No worries mate. If there's anything you're unsure about or want anything else showing just ask.


----------



## soulfulsessions

one last Question. I think I'm gonna order the double nozzles so I don't have to make two holes in the viverium. I'd need T nozzles would I for the none drip gadget as it has to run back on itself right? ie create a cable loop? where as L ones would be for say a single system or separate tanks etc?


----------



## _simon_

I can't answer your pm I get this message:

soulfulsessions has chosen not to receive private messages or may not be allowed to receive private messages. Therefore you may not send your message to him/her.


I'm using a big exo terra dome, not sure what size I've had it for ages and a 50w halogen (gu10). I'm not using a thermostat but if you need one then I'd put the probe at the basking spot myself.


----------



## _simon_

soulfulsessions said:


> ah wicked. mine arrive Tuesday. how do you find it? I'm putting a new chameleon in one and my crested gecko in the other.. the chameleon I don't have yet... I wad thinkin of lining the bottoms and bottom sides with glass to stop the wood going funny with the wet. do you think it's needed? I've not seen the viverium in real life just online..


The vivs great I love it. I'm getting another for my tokay gecko. Lining with glass or acrylic is probably a good idea if it will eventually swell like tombo says though.


----------



## soulfulsessions

Simon, sorry to be a pest, got my 2 vivs today.. build them for now.. do you have a pic without lights on by any chance? What tube are you using as i noticed that they have been sneaky... the minimum T5 lighting arcadia do is 22" without the starter connectors.. yet mr Exo terra (who they are clearly working with on this viva range) do a 18" tube.... i dont really want T8 again ,... How do you find the misting system works with your lighting being across the viv? does it get wait.. i just got my mister too.. only tested in the sink but the spray obviously comes out a fair amount so i didnt know if you find it hits the tube? wetting it?

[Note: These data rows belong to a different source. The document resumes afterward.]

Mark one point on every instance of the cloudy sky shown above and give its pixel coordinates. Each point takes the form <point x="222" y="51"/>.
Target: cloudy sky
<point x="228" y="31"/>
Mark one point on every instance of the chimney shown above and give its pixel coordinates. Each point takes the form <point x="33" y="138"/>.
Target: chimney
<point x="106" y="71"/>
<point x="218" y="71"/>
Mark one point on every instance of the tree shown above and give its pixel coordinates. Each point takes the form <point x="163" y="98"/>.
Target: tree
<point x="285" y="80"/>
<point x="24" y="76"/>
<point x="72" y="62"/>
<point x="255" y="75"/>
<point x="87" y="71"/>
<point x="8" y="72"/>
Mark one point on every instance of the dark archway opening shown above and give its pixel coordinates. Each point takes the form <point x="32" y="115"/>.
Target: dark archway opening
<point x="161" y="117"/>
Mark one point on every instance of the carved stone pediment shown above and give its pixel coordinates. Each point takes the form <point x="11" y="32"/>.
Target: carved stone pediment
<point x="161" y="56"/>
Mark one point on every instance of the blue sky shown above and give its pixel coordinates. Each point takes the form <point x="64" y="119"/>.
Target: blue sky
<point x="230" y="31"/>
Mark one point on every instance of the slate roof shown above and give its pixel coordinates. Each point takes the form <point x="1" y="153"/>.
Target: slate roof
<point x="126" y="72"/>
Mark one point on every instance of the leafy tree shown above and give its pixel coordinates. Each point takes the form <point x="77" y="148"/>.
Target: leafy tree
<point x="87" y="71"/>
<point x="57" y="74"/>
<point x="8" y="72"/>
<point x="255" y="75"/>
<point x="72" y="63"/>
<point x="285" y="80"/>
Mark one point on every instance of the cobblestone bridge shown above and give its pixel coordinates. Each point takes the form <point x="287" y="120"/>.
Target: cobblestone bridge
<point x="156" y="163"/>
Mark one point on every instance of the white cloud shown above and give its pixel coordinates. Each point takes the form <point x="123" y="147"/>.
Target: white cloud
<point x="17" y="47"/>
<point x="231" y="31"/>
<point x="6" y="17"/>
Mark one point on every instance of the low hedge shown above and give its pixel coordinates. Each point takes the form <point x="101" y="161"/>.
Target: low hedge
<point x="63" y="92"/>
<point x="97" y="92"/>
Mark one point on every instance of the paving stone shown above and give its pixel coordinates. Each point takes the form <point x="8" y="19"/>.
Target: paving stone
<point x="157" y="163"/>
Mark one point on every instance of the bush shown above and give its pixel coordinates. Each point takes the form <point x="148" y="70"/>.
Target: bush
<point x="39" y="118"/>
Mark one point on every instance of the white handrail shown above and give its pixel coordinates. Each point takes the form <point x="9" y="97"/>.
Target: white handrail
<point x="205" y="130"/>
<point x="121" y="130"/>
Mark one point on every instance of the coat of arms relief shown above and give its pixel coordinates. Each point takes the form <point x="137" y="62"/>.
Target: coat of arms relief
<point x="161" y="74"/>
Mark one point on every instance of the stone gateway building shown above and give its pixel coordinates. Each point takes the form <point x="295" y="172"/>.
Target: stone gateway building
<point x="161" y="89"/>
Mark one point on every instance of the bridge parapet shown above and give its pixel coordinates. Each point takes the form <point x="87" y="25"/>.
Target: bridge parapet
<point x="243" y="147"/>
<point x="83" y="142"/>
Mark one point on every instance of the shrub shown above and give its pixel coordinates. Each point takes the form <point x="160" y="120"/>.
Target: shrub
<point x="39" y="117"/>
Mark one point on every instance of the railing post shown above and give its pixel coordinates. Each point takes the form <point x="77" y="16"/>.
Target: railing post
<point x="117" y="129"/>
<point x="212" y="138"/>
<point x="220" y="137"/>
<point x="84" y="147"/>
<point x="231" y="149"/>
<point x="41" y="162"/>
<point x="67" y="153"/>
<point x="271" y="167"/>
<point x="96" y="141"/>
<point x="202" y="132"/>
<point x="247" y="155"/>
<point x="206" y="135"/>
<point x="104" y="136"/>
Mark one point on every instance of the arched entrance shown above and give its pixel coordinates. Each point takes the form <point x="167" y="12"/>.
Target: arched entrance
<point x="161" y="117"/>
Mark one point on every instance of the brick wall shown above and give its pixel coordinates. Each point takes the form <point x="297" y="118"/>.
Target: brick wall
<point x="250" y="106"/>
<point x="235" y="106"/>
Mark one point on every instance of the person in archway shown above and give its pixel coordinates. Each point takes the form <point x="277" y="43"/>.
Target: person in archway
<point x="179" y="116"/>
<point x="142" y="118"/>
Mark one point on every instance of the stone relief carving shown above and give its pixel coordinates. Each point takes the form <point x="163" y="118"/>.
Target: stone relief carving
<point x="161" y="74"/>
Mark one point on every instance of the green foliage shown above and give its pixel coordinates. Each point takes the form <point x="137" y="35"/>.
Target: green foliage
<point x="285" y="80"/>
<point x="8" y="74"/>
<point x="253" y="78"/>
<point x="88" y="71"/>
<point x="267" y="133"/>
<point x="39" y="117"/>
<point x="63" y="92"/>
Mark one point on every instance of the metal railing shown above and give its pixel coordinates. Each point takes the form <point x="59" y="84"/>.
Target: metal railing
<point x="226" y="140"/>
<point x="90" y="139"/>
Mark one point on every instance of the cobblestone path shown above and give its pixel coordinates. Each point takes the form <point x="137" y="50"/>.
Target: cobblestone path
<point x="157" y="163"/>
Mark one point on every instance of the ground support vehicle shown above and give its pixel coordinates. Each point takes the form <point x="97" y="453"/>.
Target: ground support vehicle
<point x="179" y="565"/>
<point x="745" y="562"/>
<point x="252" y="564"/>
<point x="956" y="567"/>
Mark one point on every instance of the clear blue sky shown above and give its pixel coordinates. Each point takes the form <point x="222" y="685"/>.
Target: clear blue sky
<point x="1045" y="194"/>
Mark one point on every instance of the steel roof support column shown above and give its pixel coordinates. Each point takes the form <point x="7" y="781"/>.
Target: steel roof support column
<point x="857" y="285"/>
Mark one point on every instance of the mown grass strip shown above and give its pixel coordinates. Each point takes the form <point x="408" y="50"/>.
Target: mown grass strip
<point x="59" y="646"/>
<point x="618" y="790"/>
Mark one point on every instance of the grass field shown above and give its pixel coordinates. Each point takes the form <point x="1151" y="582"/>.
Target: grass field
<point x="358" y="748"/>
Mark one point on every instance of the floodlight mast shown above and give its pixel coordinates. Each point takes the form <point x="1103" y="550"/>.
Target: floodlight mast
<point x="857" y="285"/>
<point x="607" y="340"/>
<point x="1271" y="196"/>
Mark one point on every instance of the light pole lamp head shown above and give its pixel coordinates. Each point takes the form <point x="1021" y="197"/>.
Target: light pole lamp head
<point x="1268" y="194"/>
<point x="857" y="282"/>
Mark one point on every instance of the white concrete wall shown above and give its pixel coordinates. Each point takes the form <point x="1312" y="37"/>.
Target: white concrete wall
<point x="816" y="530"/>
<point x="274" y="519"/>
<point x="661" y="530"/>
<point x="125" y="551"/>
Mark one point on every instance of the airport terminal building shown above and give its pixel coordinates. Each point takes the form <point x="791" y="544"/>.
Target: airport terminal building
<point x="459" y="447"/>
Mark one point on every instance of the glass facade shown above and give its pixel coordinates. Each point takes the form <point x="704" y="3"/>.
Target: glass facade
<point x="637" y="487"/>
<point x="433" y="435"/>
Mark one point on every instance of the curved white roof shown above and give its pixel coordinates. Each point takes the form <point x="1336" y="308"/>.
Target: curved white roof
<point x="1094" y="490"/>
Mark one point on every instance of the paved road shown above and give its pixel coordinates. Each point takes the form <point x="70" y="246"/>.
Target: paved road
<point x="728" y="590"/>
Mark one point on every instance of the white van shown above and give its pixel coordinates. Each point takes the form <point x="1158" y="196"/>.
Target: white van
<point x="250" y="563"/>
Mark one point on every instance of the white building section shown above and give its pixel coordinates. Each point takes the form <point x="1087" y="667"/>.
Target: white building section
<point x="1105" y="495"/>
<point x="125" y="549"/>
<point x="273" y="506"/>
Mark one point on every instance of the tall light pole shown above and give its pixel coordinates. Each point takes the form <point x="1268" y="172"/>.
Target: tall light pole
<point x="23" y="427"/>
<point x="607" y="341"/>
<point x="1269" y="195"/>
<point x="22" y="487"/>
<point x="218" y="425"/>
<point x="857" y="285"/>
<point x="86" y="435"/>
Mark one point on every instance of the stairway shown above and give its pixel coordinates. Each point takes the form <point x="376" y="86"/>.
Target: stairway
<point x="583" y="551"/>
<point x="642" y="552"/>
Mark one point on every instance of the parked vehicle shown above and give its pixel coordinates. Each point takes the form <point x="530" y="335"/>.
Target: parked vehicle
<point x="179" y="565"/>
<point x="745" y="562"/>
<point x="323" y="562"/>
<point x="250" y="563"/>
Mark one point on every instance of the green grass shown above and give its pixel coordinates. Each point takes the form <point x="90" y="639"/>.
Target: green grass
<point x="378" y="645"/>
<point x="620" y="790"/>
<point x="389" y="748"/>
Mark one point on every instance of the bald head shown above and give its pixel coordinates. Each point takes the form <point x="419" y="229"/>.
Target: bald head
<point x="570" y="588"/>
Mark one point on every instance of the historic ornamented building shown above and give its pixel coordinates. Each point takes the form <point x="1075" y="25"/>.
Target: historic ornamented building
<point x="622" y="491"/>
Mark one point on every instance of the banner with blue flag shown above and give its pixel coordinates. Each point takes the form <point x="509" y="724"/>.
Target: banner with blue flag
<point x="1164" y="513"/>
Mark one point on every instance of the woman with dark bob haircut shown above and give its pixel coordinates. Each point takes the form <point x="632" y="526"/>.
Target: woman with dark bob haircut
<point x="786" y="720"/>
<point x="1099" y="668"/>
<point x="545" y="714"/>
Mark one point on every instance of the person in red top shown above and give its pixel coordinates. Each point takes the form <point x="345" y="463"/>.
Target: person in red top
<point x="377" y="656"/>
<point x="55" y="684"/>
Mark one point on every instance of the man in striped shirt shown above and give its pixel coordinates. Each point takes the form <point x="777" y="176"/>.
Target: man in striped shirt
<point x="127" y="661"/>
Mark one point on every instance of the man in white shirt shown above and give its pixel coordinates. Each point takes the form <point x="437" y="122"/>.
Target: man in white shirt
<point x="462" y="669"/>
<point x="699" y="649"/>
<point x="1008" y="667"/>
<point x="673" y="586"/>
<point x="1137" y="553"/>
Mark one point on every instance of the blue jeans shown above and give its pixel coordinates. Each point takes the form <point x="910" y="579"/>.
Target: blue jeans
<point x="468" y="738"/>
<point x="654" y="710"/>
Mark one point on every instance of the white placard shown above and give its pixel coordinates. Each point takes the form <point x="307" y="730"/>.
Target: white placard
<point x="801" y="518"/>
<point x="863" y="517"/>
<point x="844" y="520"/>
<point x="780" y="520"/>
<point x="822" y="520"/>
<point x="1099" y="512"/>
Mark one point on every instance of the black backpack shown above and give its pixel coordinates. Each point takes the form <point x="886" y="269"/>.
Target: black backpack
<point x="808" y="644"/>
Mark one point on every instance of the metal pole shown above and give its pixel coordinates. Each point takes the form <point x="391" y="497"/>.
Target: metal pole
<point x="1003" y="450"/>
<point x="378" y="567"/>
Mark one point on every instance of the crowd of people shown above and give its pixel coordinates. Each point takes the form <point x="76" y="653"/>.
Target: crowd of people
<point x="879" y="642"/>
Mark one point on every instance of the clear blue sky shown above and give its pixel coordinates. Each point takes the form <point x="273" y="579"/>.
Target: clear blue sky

Would be nice to see how you have laid it all out 

Cheers fella.


----------



## Marti3P

Mistaking all the way I ordered mine from them direct in Canada, it works great and the zip drip is really a small pump that forces lingering water out of the system, for an Exo or Komodo tanks you can order with plastic wedges that allow you to suspend above the mesh.

In the link in my sig I've got a Viv build with my Mistking with the parts mentioned, I'm only using it for one tank at the moment so I've mounted it on the back of the tank.

:2thumb:

Phil


----------



## _simon_

soulfulsessions said:


> Simon, sorry to be a pest, got my 2 vivs today.. build them for now.. do you have a pic without lights on by any chance? What tube are you using as i noticed that they have been sneaky... the minimum T5 lighting arcadia do is 22" without the starter connectors.. yet mr Exo terra (who they are clearly working with on this viva range) do a 18" tube.... i dont really want T8 again ,... How do you find the misting system works with your lighting being across the viv? does it get wait.. i just got my mister too.. only tested in the sink but the spray obviously comes out a fair amount so i didnt know if you find it hits the tube? wetting it?
> 
> Would be nice to see how you have laid it all out
> 
> Cheers fella.


I'll do you a no light pic later. Exo terra and vivexotic are both owned by Hagen hence the recommendations in the vivexotic literature for exo terra lighting. The 22" T5 Arcadia and reflector fit diagonally with room to spare. My spray points slightly down so doesn't catch the light.


----------



## _simon_

Here you go


----------



## soulfulsessions

That would be great sir... from what i see in the pic though its a lil dark is you have the nozzle in the middle of the viv... i didn think of this... i was going to put it in the back or front left hand corner.. as i guessed that i would want to jet the middle AND the sides.. im guessing pointing down only gets the middle plant-age stuff wet?


----------



## soulfulsessions

Also chap, how long do you set your timer / sray for each time? i was thinking 7:30 for 25 sec, 14:00 for 20 secs and 20:00 for 35 secs, having not yet used it in the viv just in the sink i guessed this would be enough but i dunno untill i see


----------



## _simon_

The nozzle is in the centre of the viv width wise but depth wise it's about 6" from the front. It's angled to point at the back but at a slight downwards angle. The spray is quite wide so it covers a decent area. 

I've got the timer on for 1 minute bursts at 10am, 2pm and 6pm. I tried shorter but for my set up by the time the water has gotten to the nozzle a few seconds have already passed on the timer.


----------



## soulfulsessions

Ah yes, i didnt think about getting the water from the pump to the nozzle  ill have to tinker with it once its all up and running... my T5 dual starter / bulbs should be here friday so im looking at sealing the beast on sat / sun and away we go... also got my custom plastics made today.. to replace the glass... it is the same size but has multiple holes at the top and bottom ends to allow extra air flow etc.


----------



## soulfulsessions

Sorry mate what dome are you using also? and are you using the stand for it or just placing it on the mesh?


----------